El carnet de conducir tal y como lo conocemos ahora
Tráfico
Cambios en el permiso de conducir: llevarlo en la cartera ya no será válido
Se avecinan cambios importantes que afectan al carnet de conducir de los conductores españoles a corto plazo
Este mismo año, el nuevo carnet de conducir debería entrar en funcionamiento en algún país de la Unión Europea, mientras que todavía no está claro, pero puede que España tenga que implantarlo a lo largo del año que viene.
Se trata de un carnet de conducir homologado en todo el territorio comunitario que llega para sustituir al permiso de conducir actual, toda una revolución por varios aspectos que afectan tanto a su funcionamiento como a su formato.
Cambios de forma y fondo
En el apartado de funcionamiento, la principal novedad del nuevo permiso de conducir es que supone la actualización y homologación de varias normas de calado en toda Europa. Así, se trata de unificar criterios básicos como los límites de velocidad y la tasa de alcoholemia, al menos dentro de unos baremos mínimos y máximos que permitan homologarlos en todo el territorio comunitario.
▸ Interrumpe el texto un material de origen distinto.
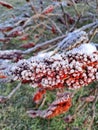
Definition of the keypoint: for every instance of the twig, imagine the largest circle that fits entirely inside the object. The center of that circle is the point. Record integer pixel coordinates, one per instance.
(93, 109)
(3, 99)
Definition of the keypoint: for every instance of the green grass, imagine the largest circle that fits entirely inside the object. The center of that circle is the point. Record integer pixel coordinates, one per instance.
(13, 114)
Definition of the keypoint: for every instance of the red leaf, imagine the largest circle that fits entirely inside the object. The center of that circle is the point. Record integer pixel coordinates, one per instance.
(53, 30)
(7, 5)
(24, 37)
(6, 29)
(28, 45)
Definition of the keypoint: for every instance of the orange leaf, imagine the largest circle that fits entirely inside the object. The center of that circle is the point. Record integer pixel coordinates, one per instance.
(49, 9)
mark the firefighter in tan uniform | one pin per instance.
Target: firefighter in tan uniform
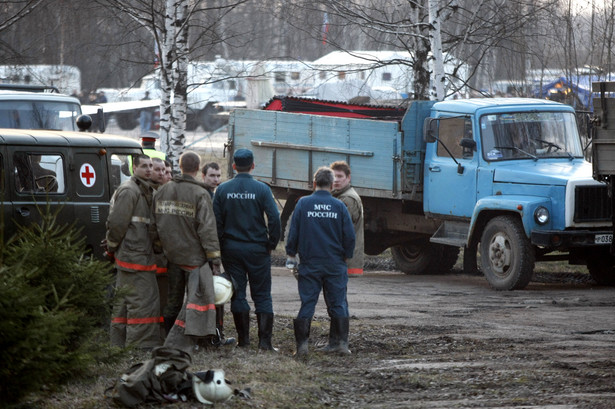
(344, 192)
(157, 179)
(187, 228)
(130, 235)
Unificar límites de velocidad no será sencillo si tenemos en cuenta excepciones como Alemania
Además, el nuevo permiso de conducir llega con la intención de endurecer las sanciones en toda Europa, de manera que las multas puedan cobrarse siempre, independientemente del país en el que nos las pongan. Algo que no ocurre ahora, pues la realidad es que existe bastante impunidad con los conductores que no pagan las multas que les han puesto en otros países.
Más y mejores multas
Por último, lo más llamativo: el nuevo formato de carnet de conducir, que no va a ser ni de plástico ni de cartón; en este caso va a ser virtual, es decir, un carnet de conducir digital que los conductores deben llevar en el teléfono móvil o en la tablet, pero en ningún caso en la cartera, tal y como ha sido hasta ahora desde hace décadas.
El carnet de conducir será único y digital
Tras las quejas de algunos países comunitarios, parece que Bruselas va a permitir que algunos mantengan el formato físico de manera temporal en paralelo al virtual, pero no está claro si España está entre ellos ni si lo va a solicitar.